Overkill is a good thing, because without it The Devil’s Cartel could be a slightly tedious experience. The level design is thoughtless and heavily indebted to classic shooter clichés. Enemies show precious little intelligence, and the whole thing operates like a simple shooting gallery with only a few obvious set-pieces to punctuate the mindless blasting. There’s a nice line in weapon upgrades and a few decent moments, but it’s all a bit unimaginative. Nobody bought their A-game to this one. In fact, they might have left their B-game at home too.

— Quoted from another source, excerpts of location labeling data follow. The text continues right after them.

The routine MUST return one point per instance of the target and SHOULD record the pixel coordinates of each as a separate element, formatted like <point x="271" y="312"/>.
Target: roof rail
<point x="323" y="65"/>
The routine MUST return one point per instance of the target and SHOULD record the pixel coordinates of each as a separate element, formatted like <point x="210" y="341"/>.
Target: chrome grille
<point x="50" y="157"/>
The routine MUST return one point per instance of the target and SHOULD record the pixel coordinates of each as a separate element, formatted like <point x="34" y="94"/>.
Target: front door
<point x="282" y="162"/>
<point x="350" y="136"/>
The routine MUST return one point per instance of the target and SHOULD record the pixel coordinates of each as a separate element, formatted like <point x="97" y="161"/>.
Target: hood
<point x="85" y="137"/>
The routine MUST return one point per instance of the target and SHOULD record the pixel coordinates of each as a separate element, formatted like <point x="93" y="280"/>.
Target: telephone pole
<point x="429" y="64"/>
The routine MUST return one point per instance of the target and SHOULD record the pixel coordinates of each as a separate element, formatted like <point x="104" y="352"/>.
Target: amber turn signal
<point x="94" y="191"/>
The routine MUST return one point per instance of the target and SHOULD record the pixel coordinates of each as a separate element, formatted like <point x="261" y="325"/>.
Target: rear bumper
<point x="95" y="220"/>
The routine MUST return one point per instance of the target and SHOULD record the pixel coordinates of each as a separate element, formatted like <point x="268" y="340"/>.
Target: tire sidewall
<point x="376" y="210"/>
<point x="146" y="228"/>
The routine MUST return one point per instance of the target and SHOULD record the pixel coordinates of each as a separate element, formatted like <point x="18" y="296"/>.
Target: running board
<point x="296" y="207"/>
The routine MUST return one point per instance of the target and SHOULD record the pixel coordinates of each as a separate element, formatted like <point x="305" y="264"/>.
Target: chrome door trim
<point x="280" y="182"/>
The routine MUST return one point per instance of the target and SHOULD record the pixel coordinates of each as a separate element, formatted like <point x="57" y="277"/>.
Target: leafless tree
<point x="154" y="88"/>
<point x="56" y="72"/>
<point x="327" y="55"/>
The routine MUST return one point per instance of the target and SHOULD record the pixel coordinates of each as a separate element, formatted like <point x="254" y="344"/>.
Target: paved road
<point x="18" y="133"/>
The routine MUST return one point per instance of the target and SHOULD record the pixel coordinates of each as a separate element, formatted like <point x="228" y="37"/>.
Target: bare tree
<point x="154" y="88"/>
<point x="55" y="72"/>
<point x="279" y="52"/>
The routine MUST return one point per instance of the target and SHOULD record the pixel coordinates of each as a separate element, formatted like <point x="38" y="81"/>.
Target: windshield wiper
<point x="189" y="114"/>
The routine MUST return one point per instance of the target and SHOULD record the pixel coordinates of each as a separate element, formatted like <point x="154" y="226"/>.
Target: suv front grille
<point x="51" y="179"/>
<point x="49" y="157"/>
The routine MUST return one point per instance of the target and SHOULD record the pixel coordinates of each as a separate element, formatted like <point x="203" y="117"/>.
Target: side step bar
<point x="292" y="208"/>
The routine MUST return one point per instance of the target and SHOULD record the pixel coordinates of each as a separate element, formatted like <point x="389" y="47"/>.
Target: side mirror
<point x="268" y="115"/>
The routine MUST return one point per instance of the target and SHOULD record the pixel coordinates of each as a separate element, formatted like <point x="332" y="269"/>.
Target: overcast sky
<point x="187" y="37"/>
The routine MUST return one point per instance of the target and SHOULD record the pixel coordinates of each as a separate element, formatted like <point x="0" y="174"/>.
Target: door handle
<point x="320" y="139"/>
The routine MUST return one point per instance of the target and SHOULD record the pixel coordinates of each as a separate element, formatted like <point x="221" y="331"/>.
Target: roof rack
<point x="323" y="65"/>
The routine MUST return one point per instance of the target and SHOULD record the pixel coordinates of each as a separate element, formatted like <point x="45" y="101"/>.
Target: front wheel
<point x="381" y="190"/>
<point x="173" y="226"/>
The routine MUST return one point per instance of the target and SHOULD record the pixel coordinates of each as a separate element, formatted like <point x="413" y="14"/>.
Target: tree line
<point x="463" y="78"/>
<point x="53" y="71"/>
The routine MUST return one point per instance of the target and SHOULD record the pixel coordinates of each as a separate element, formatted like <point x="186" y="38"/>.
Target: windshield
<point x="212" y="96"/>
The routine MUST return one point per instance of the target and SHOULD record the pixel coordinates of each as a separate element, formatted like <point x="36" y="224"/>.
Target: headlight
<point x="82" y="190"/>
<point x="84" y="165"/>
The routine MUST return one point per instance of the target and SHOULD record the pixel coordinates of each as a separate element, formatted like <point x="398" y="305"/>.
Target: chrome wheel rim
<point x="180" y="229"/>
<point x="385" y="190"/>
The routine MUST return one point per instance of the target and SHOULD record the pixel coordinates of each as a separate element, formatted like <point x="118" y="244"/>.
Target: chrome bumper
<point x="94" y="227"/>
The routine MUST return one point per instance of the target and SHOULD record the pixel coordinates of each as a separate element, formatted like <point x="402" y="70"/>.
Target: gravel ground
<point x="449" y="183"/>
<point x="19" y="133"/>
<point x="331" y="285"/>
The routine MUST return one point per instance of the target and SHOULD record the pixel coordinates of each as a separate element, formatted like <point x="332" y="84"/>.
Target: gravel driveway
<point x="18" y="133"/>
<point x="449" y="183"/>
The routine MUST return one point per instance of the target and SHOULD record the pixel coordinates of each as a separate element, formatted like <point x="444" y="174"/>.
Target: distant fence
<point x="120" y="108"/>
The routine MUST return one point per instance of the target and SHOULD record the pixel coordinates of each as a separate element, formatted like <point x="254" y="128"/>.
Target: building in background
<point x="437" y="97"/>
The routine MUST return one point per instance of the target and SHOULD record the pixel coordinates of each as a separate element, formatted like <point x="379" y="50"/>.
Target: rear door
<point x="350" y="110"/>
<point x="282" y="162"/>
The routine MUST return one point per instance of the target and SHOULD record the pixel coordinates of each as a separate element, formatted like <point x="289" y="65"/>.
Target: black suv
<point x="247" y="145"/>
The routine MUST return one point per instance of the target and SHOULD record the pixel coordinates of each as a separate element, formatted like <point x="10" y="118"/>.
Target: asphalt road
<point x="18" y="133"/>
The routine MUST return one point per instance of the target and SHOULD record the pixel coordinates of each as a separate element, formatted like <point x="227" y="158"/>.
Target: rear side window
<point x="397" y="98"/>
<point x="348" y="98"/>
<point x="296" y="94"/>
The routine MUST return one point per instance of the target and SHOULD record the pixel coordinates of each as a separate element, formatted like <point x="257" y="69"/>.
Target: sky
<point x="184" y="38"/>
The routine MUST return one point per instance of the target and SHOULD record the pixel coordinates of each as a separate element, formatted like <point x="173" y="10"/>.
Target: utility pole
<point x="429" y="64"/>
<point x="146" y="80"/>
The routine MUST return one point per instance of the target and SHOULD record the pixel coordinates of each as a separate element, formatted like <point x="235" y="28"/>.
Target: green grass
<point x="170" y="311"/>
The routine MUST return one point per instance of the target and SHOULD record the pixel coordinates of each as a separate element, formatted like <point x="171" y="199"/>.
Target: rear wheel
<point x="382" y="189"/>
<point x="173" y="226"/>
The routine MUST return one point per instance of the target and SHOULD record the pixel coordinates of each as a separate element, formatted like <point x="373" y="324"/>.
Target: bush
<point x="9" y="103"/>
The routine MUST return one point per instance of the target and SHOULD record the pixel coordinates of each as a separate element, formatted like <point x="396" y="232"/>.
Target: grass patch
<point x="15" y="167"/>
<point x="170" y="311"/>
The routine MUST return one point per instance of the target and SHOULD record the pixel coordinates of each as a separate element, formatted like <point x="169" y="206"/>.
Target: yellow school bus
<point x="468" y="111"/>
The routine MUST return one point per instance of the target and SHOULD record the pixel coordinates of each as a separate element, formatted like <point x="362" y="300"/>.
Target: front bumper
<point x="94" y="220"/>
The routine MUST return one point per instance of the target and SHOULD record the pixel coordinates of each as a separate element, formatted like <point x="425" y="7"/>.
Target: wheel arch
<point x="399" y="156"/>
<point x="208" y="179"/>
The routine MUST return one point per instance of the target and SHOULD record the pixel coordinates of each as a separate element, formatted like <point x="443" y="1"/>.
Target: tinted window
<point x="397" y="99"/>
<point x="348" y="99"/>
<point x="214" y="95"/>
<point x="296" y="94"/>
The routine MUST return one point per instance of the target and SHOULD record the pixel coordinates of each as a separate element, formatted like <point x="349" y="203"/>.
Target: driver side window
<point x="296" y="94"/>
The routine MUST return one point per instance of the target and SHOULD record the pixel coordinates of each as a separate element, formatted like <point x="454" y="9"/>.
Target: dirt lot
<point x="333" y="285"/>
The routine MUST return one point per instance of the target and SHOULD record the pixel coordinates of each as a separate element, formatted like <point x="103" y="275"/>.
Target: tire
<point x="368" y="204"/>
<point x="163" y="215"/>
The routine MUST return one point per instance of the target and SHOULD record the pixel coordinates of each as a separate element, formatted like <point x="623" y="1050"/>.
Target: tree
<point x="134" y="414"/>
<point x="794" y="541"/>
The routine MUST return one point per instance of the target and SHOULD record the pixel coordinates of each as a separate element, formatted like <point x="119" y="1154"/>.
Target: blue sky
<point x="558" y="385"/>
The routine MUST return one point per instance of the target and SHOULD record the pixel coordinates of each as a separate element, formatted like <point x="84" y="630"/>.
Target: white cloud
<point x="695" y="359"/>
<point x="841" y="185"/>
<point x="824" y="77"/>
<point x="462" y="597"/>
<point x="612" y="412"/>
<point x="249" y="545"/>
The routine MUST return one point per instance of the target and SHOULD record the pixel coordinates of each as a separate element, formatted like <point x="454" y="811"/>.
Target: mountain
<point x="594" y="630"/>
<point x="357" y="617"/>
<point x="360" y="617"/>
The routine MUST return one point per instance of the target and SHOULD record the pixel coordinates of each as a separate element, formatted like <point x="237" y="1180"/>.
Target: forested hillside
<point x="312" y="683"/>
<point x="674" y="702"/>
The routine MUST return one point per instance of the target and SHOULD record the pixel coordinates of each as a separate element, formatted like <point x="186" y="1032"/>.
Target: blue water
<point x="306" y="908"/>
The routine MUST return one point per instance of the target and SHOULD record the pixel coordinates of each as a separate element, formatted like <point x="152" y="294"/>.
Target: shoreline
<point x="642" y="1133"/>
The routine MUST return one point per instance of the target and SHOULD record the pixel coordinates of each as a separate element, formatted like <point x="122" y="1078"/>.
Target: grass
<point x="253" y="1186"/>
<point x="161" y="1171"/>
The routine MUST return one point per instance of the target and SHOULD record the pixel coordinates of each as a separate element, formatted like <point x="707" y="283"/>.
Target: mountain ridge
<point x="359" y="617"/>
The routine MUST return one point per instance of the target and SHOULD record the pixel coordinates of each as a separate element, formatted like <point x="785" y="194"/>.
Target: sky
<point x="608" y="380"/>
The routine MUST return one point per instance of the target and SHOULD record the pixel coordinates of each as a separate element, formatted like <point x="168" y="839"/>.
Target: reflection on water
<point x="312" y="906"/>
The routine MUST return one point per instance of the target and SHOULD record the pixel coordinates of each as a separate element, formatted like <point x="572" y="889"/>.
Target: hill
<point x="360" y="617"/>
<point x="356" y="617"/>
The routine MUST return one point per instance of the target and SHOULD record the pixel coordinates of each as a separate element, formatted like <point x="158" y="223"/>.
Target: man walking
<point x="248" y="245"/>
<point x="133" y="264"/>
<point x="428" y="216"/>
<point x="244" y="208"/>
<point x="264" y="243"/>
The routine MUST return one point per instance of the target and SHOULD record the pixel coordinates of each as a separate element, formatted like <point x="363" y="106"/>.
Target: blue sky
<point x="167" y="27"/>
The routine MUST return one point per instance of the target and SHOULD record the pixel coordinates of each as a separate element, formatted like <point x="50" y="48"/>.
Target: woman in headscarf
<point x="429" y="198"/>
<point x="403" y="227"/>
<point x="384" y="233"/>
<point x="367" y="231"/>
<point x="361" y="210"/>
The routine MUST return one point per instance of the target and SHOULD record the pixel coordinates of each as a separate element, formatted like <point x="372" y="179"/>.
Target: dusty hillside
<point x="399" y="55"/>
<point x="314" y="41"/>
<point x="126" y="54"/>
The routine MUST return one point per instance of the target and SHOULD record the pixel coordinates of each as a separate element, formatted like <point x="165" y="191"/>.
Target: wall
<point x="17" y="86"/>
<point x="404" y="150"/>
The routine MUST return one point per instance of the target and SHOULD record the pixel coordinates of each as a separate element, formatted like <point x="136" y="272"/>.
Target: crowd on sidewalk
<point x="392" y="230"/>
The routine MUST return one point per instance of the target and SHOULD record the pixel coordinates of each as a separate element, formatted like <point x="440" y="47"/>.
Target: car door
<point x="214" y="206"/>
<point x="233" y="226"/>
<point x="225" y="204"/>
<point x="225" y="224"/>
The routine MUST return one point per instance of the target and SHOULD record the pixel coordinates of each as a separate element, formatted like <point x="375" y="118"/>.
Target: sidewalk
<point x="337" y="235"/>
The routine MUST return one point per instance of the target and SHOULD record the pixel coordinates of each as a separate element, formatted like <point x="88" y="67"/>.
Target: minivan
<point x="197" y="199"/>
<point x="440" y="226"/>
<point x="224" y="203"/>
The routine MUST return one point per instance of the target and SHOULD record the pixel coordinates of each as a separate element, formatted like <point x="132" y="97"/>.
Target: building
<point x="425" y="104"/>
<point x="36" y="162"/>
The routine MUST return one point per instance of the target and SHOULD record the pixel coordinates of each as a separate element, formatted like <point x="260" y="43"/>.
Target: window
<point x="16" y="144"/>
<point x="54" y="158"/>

Army of Two: The Devil's Cartel
 
Yet with missions broken down into short chunks and Overkill to keep things lively, The Devil’s Cartel can be good fun. It’s a reasonable solo experience and better still when played online, even if the co-op isn’t as drop-in/drop-out as it really ought to be. Play it with friends, and you might have a perfectly good time. Somehow, ditching the more complex mechanics and any serious attempt at depth has made Army of Two a ridiculous, lightweight, run-and-gun game. It’s actually the better for it.

Army of Two: The Devil’s Cartel – Value

Games like The Devil’s Cartel should have their place. They’re the gaming equivalent of the old action movies that you used to find on the bottom shelf of your local Blockbuster; the ones starring Steven Seagal, Jean Claude van Damme or (lower down the pecking order) Dolph Lungdren and Steve Austin. They’re guilty pleasures, best enjoyed with a few mates and a couple of beers. The Devil’s Cartel is just as dumb but also just as entertaining. At its best, it’s like the climax of Schwarzenegger’s Commando extended over a series of ten-minute episodes.

Army of Two: The Devil's Cartel

That’s all well and good, but then you remember that the The Devil’s Cartel is going to cost you the best part of £40 to play. The simple truth is that it’s simply not worth that kind of cash. Its place is on Xbox Live Arcade and PSN, where it should cost a tenner, not slogging it out with Bioshock Infinite and Gears of War: Judgement for a slice of the market. That was the thing with those old low-budget action hits; they knew what they were and they reveled in it. They knew that there was money to be made in a cheap night in. The Devil’s Cartel, however, has EA charging Hollywood blockbuster prices for what is really a B-Movie game.

Verdict

The Devil’s Cartel works best as a dumb, unpretentious run-and-gun blaster with the emphasis on mindless destruction and trashy fun. It’s incredibly generic and devoid of smart design or original thought, but it has the makings of a decent co-op laugh. Unfortunately, at £30 to £40 a pop it’s simply not worth the money. As a £10 Xbox Live Arcade or PSN game we’d feel happy enough to recommend it, but at full-price you’d be mad to buy it.